Most of Muholi’s work centers on making the private public, and she is well aware that power for change lies in doing so. Essentially, she wants her images to act as a “photo album inside a gallery.” Not only do her photographs focus on loss and mourning, but they also highlight love and celebration, both of which, she believes, should not be hidden and kept behind closed doors.
According to Muholi, the overall project is about the events that are taking place in South African townships today: from weddings to funerals, relationships, love and family, and how the queer community – gays, lesbians and transgender people in particular – is perceived by South African society at large. “I like the juxtaposition between love and pain and playing with the binaries. I’m talking about love but I also want to acknowledge the fact that young black lesbians are being murdered in Thokoza.”
Not only does Muholi’s work speak of the persecution that black lesbians are subjected to in the townships, but it also highlights the great contradiction that lies at the heart of this issue: the fact that gays and lesbians can legally marry in South Africa, yet, at the same time, certain segments of this community are being raped and murdered based on their sexual orientation, and how race definitely plays a part.

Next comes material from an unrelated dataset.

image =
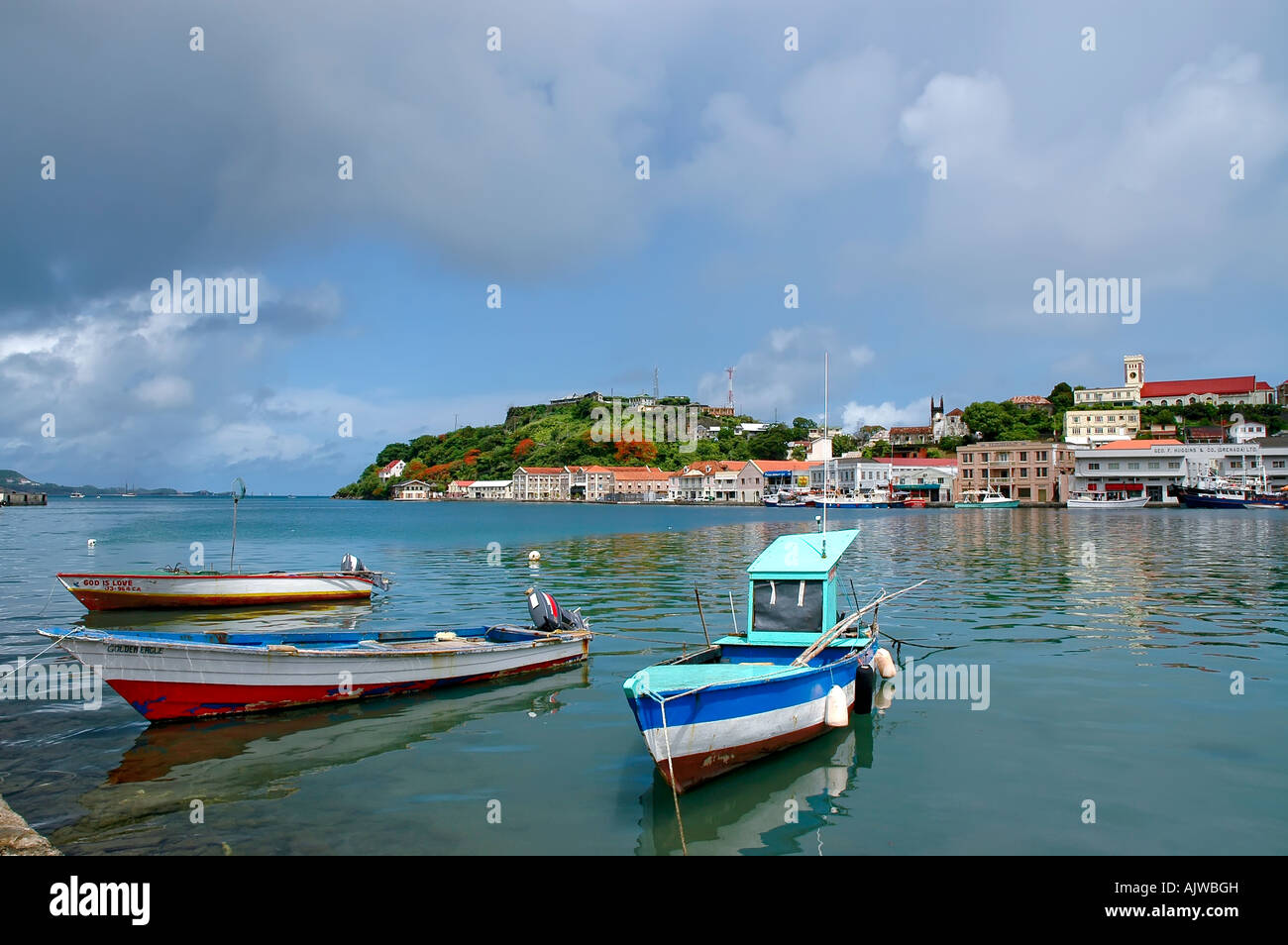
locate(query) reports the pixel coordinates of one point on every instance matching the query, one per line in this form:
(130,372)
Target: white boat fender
(836,713)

“We, as lesbians, have been given the right to express our love yet there is ongoing persecution. [I’m] thinking back to the history [of apartheid], how people were vilified and degraded and persecuted for being in inter-racial relationships – today we are fighting a different kind of war where we have to deal with hate crimes that persist. All the hate connects because history informs who we are today.”

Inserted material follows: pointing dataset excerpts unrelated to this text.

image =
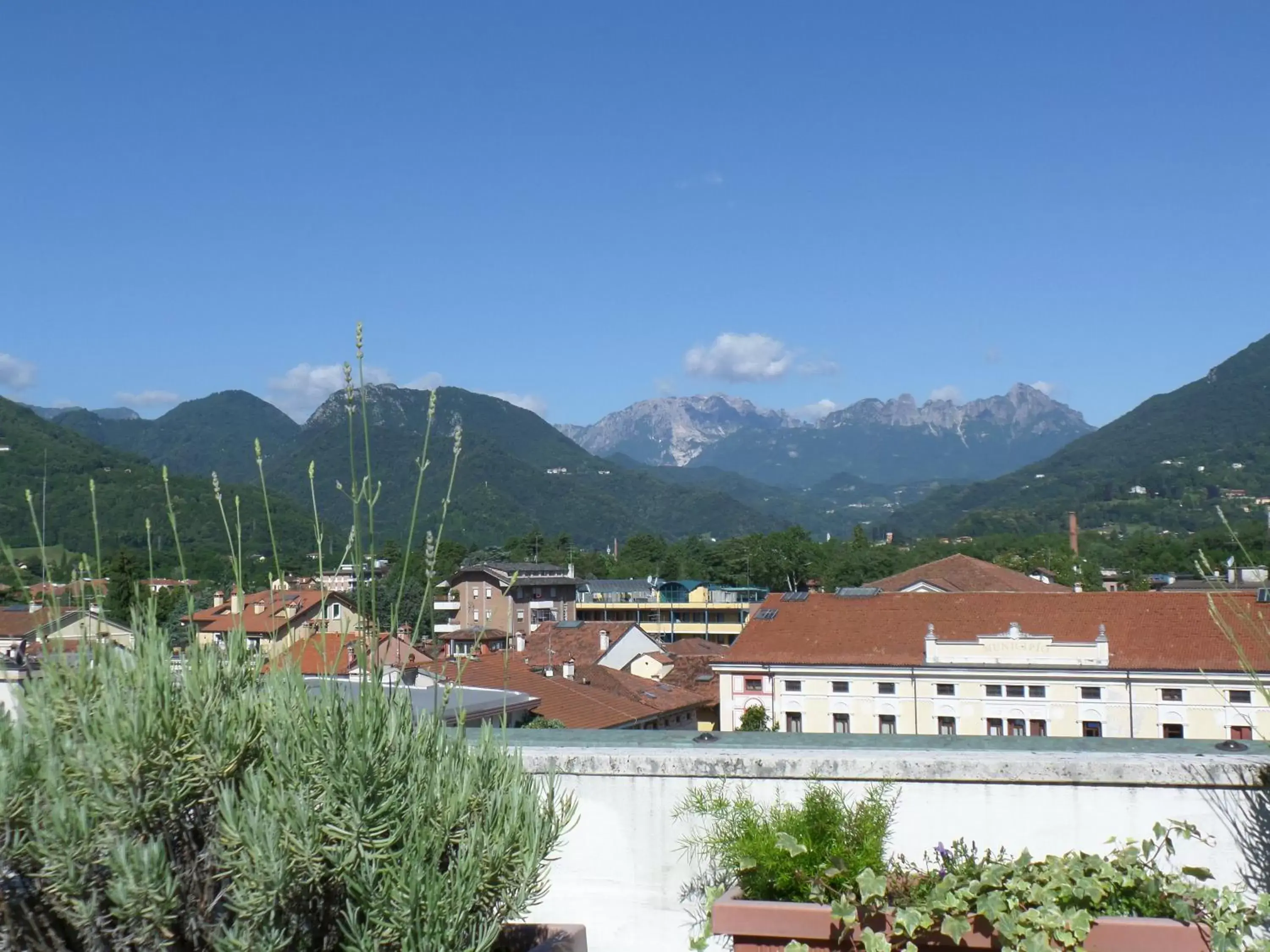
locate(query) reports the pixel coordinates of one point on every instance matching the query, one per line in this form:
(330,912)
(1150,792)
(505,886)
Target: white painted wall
(620,872)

Muholi’s series entitled ZaVa focuses on her relationship with her white partner, and brings the notion of making the private public to the fore. The images show the two of them sharing intimate moments in hotel rooms in various states of undress. The images are soft and gentle, and the viewer is able to get a sense of their relationship, their love for each other, in a deeply connected and meaningful way – not in a detached, voyeuristic sense.
“Some of these were taken by Valérie [Muholi’s partner]. I wanted to create a love-story; a cinematic feel which is part of social documentary, but not everyone gets the opportunity to document themselves [in this way]. I didn’t want a third-party, orgy feel – I wanted us to have something that we could call ours which is autobiographical.”
Muholi tells me that these images were taken in different cities, namely Paris, Venice and Bordeaux, and that they, although very intimate, convey a “sense of loss” – which, I take to mean, refers to the Constitution contradiction: that although Muholi (and other lesbian couples) are able to freely express their love in whatever manner they choose, there are still those who cannot – there are still those whom we mourn for, both in the literal and metaphorical sense.
Many of the images in Of Love & Loss depict the celebration of black gay and lesbian weddings. She tells me about Ayanda Moremi’s marriage to Nhlanhla in Katlehong, Johannesburg, in November last year. Ayanda, a lesbian mother who lives in Vosloorus, was at the forefront of Duduzile Zozo’s funeral. Zozo, a butch lesbian, was brutally murdered in Thokoza township a few months before Ayanda’s wedding. According to Muholi, the whole community, as well as friends and relatives, came out to support Ayanda and Nhlanhla’s wedding, with “not a trace of homophobia on the day.”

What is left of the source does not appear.